Studying In Groups Vs. Studying Alone: Which Is Better?
Many students are unsure if it’s more time efficient to study with a group of classmates or on their own. Sometimes students prefer the independence and control of studying alone. Other students need a study group to help motivate them.
Keep reading to learn more about the benefits of group study vs self-study, and when students should choose either option.
Benefits of Studying Alone
Students who choose to study alone can focus completely on the material. They don’t have to worry about study sessions turning into hangout sessions because they’re with friends. With self-study, students can place 100% of their attention on what they have to learn for the test.
Control Over Study Environment
All students have different study strategies for preparing for tests. Some students want to sit in their own rooms listening to soft background music. Others need to be in a public space with lots going on around them to keep focused. Studying alone allows students to study in an environment that’s perfect for them.
Control Over Study Schedule
Some students work better at night time, others work better during the day. When students study alone they can plan a study schedule that works best for them and take breaks when they please. When students study in a group, the priority is finding a time that works for everyone, not finding a time that is most effective for studying. Studying alone allows students the freedom to choose when they want to study and for how long.
Study Group Benefits
Discussing Concepts With Others Tests Comprehension
A true test in knowing if a student understands a concept or not is if he or she is able to explain it to someone else. Studying with others gives your child an opportunity to better understand the topic by discussing it with someone else. If a student draws a blank when someone asks him or her to explain a concept, it means that the student has to study more.
Helps Clarify Any Questions
Not understanding a concept and having no one around to help can be very frustrating. A major benefit of studying in a group is being able to ask classmates if something doesn’t make sense. Having other students around to help review concepts can also offer a deeper understanding of the class material.
Motivates Students To Study
If your student works best with others, study groups can be a great option. Many students derive energy from being around other people and look forward to learning and discussing material with classmates. Having a study group will also make your child more accountable. Other people are counting on him or her to help with studying, so it’s less likely that he or she will skip studying.
When It’s Best To Study Alone
If The Study Group is Getting Too Talkative
The priority of a study group is—studying! If the study group is talking about things that are off-topic, then it’s best that the student studies alone. It’s good to take a break from studying and socialize; however, if students are using a study group as a way to meet up with friends and talk, your child may get more out of studying alone.
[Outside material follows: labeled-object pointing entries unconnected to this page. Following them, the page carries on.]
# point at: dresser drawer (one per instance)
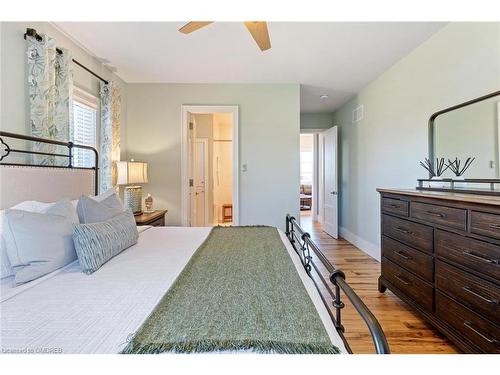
(451, 217)
(477, 255)
(485, 224)
(414, 287)
(479, 295)
(395, 206)
(410, 259)
(480, 331)
(414, 234)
Meetings Keep Getting Rescheduled
Depending on the size of the study group, it can be incredibly difficult coordinating a time and place that works for everyone. If meetings keep getting rescheduled or cancelled, then it’s better to just start studying alone. This way your child isn’t waiting on other people to hit the books and start preparing for the upcoming test.
The Student Has A Very Different Level of Understanding Than The Group
If a student is just starting to learn course concepts and the study group is reviewing more advanced concepts, he or she won’t be able to keep up. It’s best to learn the material on his or her own time then return to the group to review. The same goes for if he or she understands all the course concepts and the group hasn’t started studying yet.
When It’s Best To Study With Others
If It’s Easier To Memorize Information By Discussing It
If your student is an auditory learner (meaning he or she needs to hear and say things in order to learn concepts) then he or she may benefit from studying in a group. Study groups are a great environment to promote discussion and auditory learning. If your student is an auditory learner but doesn’t have access to a study group—he or she can always study alone and repeat concepts out loud.
Classmates Are Motivated To Study
If your child finds other classmates who are motivated to learn, they can motivate each other to study really effectively. Students can tell if their study group is serious about school if they keep chit-chat to a minimum, don’t rush through concepts, and focus on comprehension rather than memorization.
Your Student Is Motivated By Others
Some students need others around in order to study—otherwise they’re just not motivated. Having other students around who are motivated to learn will help keep your child attentive, engaged, and on track.